Jilly Stephens on inequality and food insecurity
Jilly Stephens, CEO of City Harvest, talks about the challenges many families face in putting food on the table.
JILLY STEPHENS: Food is a basic necessity. Two out of five working households in New York City don’t have enough income to put food on the table.
[Inequality is logo. A graphic black equal sign with an orange slash through it. #InequalityIs. Jilly Stephens, executive director, City Harvest. A white woman with blonde hair.]

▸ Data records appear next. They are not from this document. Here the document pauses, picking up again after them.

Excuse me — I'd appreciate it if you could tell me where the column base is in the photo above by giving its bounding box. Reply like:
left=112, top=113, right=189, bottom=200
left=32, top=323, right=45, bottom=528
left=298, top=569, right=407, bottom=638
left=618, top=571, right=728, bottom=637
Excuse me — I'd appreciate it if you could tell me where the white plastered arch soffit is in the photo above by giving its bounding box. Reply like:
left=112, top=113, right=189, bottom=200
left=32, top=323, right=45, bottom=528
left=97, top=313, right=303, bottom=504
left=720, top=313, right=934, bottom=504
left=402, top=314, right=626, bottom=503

Inequality is the imbalance between the cost of living and the wages people can earn, which results in people not being able to afford food. We’re seeing 1.4 million New Yorkers struggling to feed themselves, and what we see here in New York City is really mirroring what we see nationally with close to 50 million Americans considered food insecure, and struggling to put food on the table. When we think about one in four of those being children, that’s really a very worrying statistic. The work of City Harvest is really to capture food that would otherwise go to waste and get it onto the table of those hungry New Yorkers. We do envision a hunger-free New York City, and we believe we can get there through collaboration with other nonprofits, with government, with corporations, and most importantly with the community that we’re here to serve. In a country like America, it shouldn’t be too hard to imagine a time when we can feed everybody living here a good-quality, healthy diet.